Begitu ironinya kah seorang Tina Turner?
Oleh AYU SULISTYOWATI
Seide.id – Di atas panggung tawanya lepas seolah tanpa beban. Ia begitu energik, garang, liar, seksi, sensual. Seolah tak ada yang bisa menghentikannya. Tapi di balik panggung, lihatlah sorot matanya yang kadang mengandung nestapa.
Begitu ironinya kah seorang Tina Turner?
“Masa lalu saya sama sekali tak membanggakan,” ujarnya hampir sekali kali diwawancara. Bahkan bertahun-tahun setelah cerai dari Ike Turner, suaminya yang temperamental itu, ia masih mengatakan hal yang sama.
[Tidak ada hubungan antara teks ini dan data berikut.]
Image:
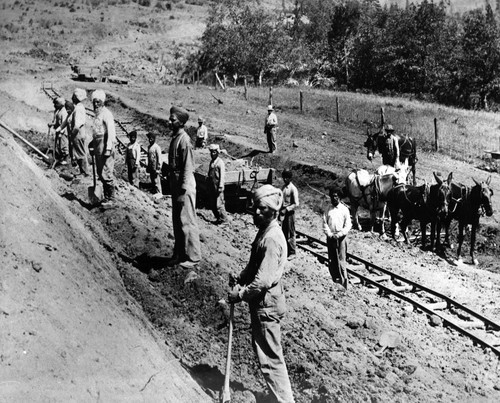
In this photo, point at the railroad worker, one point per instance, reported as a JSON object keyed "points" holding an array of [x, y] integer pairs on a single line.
{"points": [[287, 212], [215, 182], [187, 248], [201, 134], [260, 285], [390, 147], [133, 159], [154, 165], [76, 122], [103, 141], [336, 226], [270, 128], [61, 143]]}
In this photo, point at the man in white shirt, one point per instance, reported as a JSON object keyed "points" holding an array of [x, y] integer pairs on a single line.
{"points": [[336, 225]]}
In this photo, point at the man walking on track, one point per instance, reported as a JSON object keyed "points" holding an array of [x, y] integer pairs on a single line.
{"points": [[270, 128], [215, 179], [287, 212], [259, 284], [336, 225], [103, 141], [187, 250]]}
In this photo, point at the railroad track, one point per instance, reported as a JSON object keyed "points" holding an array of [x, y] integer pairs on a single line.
{"points": [[453, 314]]}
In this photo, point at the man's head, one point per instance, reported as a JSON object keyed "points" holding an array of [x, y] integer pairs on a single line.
{"points": [[287, 176], [335, 195], [267, 202], [151, 137], [59, 102], [98, 98], [214, 150], [132, 136], [79, 95], [178, 117]]}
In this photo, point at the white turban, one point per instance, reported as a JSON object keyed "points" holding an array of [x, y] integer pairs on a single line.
{"points": [[80, 94], [270, 196], [99, 94]]}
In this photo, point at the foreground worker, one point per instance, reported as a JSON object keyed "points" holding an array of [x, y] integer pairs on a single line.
{"points": [[336, 226], [133, 159], [287, 212], [259, 284], [215, 181], [76, 122], [187, 250], [60, 117], [201, 134], [270, 128], [103, 141]]}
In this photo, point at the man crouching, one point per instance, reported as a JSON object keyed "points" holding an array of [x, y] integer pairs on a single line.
{"points": [[259, 284]]}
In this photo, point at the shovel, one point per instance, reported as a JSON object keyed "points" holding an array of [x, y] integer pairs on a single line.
{"points": [[225, 396], [95, 192], [388, 339]]}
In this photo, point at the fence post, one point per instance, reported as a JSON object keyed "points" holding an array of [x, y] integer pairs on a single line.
{"points": [[436, 135], [337, 109]]}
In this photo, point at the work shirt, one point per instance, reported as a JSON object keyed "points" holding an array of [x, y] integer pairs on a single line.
{"points": [[154, 158], [338, 221], [216, 173], [261, 278], [103, 126], [133, 154], [202, 132], [271, 120], [181, 160], [60, 116], [290, 197]]}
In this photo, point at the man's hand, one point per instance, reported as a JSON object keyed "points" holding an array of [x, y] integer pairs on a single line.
{"points": [[233, 296]]}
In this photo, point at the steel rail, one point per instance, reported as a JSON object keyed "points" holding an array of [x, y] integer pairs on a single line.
{"points": [[415, 287]]}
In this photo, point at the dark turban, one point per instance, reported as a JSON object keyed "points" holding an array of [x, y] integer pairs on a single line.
{"points": [[181, 114]]}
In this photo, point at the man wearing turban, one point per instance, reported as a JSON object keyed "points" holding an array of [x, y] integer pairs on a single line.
{"points": [[76, 126], [259, 284], [103, 142], [215, 181], [60, 117], [187, 250]]}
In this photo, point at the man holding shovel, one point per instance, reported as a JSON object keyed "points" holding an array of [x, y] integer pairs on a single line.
{"points": [[259, 284], [104, 138]]}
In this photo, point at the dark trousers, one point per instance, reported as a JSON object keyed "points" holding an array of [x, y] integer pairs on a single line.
{"points": [[337, 253], [288, 227]]}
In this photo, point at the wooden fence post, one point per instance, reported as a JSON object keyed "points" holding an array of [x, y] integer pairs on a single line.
{"points": [[337, 109], [436, 136]]}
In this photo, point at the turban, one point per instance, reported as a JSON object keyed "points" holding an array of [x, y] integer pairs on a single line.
{"points": [[181, 114], [99, 94], [268, 195], [80, 94], [59, 101]]}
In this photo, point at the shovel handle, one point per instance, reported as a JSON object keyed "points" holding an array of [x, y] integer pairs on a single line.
{"points": [[226, 391]]}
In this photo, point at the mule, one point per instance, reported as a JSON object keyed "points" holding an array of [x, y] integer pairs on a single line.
{"points": [[427, 204], [467, 205], [370, 192], [407, 150]]}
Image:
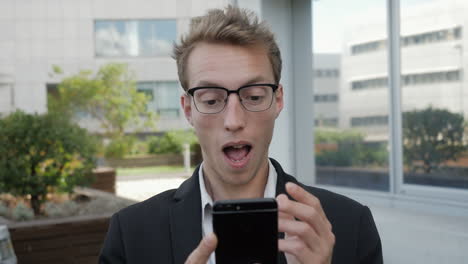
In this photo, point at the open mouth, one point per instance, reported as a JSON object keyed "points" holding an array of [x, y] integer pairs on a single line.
{"points": [[237, 153]]}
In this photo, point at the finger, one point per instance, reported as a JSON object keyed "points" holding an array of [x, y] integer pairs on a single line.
{"points": [[301, 230], [304, 197], [297, 248], [304, 213], [202, 253]]}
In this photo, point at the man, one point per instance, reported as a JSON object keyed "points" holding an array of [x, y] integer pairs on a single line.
{"points": [[230, 67]]}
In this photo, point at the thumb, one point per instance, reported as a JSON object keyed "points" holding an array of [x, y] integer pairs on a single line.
{"points": [[202, 253]]}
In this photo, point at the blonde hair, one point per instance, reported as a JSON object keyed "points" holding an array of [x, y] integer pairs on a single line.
{"points": [[232, 25]]}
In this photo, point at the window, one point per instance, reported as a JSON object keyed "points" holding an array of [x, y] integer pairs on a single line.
{"points": [[433, 119], [325, 98], [134, 38], [416, 39], [164, 97], [326, 73], [351, 146], [369, 121]]}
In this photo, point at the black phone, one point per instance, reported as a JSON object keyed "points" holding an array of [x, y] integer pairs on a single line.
{"points": [[247, 231]]}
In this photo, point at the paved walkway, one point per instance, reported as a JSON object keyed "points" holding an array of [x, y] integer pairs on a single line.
{"points": [[142, 187]]}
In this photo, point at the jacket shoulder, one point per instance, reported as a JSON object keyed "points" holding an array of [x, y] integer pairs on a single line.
{"points": [[159, 204]]}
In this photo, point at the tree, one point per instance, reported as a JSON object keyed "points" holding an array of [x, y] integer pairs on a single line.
{"points": [[43, 153], [110, 96], [432, 136], [347, 148]]}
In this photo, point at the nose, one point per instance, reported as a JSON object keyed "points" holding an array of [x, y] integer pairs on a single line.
{"points": [[234, 118]]}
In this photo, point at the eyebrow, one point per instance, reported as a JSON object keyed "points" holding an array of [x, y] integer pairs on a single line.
{"points": [[256, 79]]}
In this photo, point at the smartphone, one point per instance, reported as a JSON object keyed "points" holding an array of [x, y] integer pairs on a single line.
{"points": [[247, 231]]}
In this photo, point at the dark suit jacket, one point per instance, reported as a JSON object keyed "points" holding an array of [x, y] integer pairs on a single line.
{"points": [[167, 227]]}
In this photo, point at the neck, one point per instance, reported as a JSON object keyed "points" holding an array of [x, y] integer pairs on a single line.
{"points": [[222, 190]]}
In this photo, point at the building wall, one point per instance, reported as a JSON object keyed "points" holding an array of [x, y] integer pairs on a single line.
{"points": [[37, 34], [326, 89], [417, 59]]}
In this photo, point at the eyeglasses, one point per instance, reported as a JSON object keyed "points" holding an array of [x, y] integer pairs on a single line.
{"points": [[253, 97]]}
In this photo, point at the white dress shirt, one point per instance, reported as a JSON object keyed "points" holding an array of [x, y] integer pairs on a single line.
{"points": [[207, 201]]}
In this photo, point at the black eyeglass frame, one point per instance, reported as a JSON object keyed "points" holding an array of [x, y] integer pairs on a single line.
{"points": [[274, 87]]}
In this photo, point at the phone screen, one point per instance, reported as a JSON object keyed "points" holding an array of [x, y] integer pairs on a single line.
{"points": [[247, 231]]}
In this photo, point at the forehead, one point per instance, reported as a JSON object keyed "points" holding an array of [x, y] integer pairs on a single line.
{"points": [[228, 65]]}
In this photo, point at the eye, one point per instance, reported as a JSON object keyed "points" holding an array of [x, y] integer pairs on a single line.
{"points": [[254, 98], [211, 102]]}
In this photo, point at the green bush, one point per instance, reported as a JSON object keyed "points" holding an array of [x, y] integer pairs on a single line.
{"points": [[349, 149], [172, 142], [43, 153], [119, 147]]}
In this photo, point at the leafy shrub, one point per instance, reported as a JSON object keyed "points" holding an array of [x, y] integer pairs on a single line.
{"points": [[4, 210], [43, 153], [67, 208], [432, 136], [348, 148], [119, 147], [22, 212], [171, 142]]}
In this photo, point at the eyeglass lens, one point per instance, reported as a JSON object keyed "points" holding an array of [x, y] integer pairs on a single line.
{"points": [[253, 98]]}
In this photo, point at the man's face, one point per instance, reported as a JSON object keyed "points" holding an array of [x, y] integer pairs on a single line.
{"points": [[235, 141]]}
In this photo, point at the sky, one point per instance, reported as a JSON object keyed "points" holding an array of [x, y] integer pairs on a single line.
{"points": [[332, 17]]}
Anna Mae Bullock, lahir di Nutbush, sebuah kota kecil dan miskin di Tennessee, nyaris 82 tahun silam. Putri bungsu dari tiga saudari. Keluarganya tergolong pas-pasan, salah satu masa kecilnya adalah membantu memetik kapas di ladang. Demi memenuhi kebutuhan ekonomi, keluarganya pindah ke Knoxville di mana ada pekerjaan yang lebih baik. Anna Mae pun lantas dititipkan ke kakek neneknya, yang sangat religius. Bernyanyi di gereja adalah awal segalanya bagi Anna Mae. Ia merasa menyanyi membuatnya benar-benar hidup.
Di usianya yang ke-16, panggilannya untuk bernyanyi seolah terjawab. Kala itu ia diajak Alline kakaknya ke Manhattan Club di St Louis Timur untuk menonton band The Kings of Rhythm milik Ike Turner. Alline bisa masuk ke klab tersebut lantaran ia memacari Eugene Washington, drummer band tadi.
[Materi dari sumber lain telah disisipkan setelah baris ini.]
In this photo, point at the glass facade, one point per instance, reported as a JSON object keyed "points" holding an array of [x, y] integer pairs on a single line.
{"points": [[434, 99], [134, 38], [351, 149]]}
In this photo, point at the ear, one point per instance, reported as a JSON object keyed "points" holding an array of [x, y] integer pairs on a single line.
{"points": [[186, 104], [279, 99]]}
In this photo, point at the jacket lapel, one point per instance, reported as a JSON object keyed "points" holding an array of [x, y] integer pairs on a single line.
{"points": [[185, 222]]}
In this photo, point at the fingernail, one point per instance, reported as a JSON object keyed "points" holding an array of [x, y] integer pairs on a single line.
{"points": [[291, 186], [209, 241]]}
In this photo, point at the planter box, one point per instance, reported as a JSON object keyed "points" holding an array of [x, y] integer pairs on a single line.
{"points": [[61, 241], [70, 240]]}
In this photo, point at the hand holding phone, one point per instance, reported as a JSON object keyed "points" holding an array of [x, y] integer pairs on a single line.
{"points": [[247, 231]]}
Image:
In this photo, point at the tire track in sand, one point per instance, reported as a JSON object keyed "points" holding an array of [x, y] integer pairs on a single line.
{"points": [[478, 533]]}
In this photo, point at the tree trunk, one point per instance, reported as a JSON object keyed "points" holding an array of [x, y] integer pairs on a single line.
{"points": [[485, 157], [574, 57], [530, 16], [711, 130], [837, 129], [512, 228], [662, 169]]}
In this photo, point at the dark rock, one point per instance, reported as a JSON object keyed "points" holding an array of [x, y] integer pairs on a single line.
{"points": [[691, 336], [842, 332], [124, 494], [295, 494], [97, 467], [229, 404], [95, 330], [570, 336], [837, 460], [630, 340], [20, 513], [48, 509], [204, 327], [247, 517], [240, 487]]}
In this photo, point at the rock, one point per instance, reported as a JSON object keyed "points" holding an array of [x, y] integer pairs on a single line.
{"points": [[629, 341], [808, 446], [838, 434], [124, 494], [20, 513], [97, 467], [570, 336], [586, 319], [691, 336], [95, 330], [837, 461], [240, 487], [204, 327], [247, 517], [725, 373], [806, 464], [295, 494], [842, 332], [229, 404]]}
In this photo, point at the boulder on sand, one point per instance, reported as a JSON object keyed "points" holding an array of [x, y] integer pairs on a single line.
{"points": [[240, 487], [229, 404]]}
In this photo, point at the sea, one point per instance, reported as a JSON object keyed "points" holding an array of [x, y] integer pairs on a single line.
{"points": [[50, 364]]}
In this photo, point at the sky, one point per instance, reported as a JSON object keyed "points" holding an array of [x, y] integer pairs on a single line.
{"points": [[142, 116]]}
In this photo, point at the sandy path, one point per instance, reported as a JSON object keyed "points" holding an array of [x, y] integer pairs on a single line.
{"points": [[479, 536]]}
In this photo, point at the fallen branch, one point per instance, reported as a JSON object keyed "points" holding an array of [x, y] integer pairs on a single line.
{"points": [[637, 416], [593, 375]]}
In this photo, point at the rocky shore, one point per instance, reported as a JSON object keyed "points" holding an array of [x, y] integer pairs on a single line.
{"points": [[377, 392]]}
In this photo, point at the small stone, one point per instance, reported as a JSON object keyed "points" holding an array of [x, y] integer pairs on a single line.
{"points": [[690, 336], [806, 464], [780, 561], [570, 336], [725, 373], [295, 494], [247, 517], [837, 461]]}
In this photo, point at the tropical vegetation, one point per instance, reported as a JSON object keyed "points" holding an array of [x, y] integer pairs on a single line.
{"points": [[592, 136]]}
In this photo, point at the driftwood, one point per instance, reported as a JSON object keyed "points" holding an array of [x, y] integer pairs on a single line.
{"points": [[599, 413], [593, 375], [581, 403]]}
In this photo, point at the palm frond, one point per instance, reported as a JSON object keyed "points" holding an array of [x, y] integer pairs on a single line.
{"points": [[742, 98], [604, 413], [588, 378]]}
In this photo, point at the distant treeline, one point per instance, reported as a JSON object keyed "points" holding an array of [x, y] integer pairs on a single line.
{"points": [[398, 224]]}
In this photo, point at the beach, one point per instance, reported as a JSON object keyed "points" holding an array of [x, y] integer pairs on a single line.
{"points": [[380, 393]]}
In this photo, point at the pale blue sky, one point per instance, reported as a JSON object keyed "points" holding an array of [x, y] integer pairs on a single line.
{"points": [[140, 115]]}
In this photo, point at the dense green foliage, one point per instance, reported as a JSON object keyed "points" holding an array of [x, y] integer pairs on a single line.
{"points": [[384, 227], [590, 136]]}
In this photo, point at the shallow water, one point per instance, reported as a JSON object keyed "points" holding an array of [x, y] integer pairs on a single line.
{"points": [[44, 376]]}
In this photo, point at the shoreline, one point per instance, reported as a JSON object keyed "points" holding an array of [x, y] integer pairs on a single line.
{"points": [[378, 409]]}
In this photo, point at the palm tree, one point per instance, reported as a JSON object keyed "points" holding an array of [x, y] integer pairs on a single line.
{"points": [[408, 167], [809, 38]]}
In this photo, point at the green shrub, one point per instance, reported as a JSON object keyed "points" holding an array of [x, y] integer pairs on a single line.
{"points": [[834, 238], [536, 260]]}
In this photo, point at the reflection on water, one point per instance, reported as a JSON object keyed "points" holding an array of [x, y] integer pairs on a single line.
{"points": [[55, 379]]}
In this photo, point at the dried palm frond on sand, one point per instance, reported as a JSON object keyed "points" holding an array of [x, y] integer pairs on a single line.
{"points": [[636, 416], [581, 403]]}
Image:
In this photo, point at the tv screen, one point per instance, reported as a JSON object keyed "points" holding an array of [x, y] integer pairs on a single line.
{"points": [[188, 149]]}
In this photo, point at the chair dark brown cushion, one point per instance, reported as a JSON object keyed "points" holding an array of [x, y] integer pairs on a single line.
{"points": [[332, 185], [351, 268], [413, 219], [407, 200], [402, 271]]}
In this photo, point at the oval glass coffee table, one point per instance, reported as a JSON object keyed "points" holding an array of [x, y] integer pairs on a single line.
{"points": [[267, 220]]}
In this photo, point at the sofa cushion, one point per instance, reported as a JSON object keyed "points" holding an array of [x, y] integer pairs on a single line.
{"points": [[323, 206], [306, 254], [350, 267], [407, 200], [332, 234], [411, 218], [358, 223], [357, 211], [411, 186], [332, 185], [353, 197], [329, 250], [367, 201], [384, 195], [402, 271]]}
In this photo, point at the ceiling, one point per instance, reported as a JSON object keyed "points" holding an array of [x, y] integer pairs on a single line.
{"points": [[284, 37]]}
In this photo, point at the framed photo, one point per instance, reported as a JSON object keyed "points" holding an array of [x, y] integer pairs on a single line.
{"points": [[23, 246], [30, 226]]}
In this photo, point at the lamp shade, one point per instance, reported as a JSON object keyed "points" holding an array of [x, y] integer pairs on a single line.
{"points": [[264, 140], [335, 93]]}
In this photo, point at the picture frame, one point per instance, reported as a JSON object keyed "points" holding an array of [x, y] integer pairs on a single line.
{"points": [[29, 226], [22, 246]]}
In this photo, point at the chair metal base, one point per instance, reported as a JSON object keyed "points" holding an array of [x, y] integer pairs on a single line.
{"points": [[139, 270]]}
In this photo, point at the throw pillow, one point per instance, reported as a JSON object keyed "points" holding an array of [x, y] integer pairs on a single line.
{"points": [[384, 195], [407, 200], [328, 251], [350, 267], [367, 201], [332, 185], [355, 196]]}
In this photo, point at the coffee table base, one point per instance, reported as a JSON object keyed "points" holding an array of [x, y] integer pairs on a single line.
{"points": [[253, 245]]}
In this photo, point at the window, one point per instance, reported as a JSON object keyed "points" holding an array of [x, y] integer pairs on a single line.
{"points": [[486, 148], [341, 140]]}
Melihat panggung musik, darah Anna Mae bergejolak. Ia memberanikan diri meminta Ike agar memperbolehkannya menyanyi. Tapi Ike mengacuhkannya, maka ketika jeda Anna Mae yang tak sabar mengambil mike dari tangan Eugene dan menyanyikan You Know I Love You milik B.B. King.
Seketika, Ike terpesona dan mengajaknya menjadi vokalis bandnya. Lalu selanjutnya adalah sejarah. Sejarah bagi Ike lantaran menemukan bintang yang kelak akan menimbuninya dengan uang dan popularitas. Sejarah bagi dunia musik Amerika, lantaran hadirnya seorang diva berbakat alami yang susah ditandingi. Sejarah bagi Anna Mae, karena impiannya menjadi penyanyi tercapai, meski sejarah miliknya ini juga membawa ironi.
Ike lantas mengganti namanya dengan ‘Tina’, dan menikahinya di tahun 1962. Kala itu usianya baru 23.
Sebagai musisi, di atas panggung Ike dan Tina tampak kompak, bak raja dan ratu. Tapi di balik panggung, Tina hanyalah boneka, dikekang, jadi sapi perahan dan korban KDRT suaminya. Ike yang playboy juga tak jarang bermain perempuan di depan istrinya. Selama bertahun-tahun, kebahagiaan Tina hanyalah mengasuh anak-anaknya, termasuk dua anak tiri bawaan Ike dari pasangan sebelumnya.
Mereka bercerai 16 tahun tahun kemudian, saat Tina tak lagi punya kesabaran menghadapi kekasaran suaminya. Saat itu ia merasa sadar kalau dirinya punya arti, setelah belajar Buddhism yang dikenalkan oleh salah satu temannya, Valerie Bishop.
Tina pun harus melewati sidang yang menguras emosi, ia merelakan semuanya diambil selain namanya ‘Tina Turner’ serta hak asuh anaknya. Hidupnya tenang, tapi ia tak punya apa-apa lagi. Ia pun lantas mulai ngamen di panggung-panggung kecil demi terus hidup.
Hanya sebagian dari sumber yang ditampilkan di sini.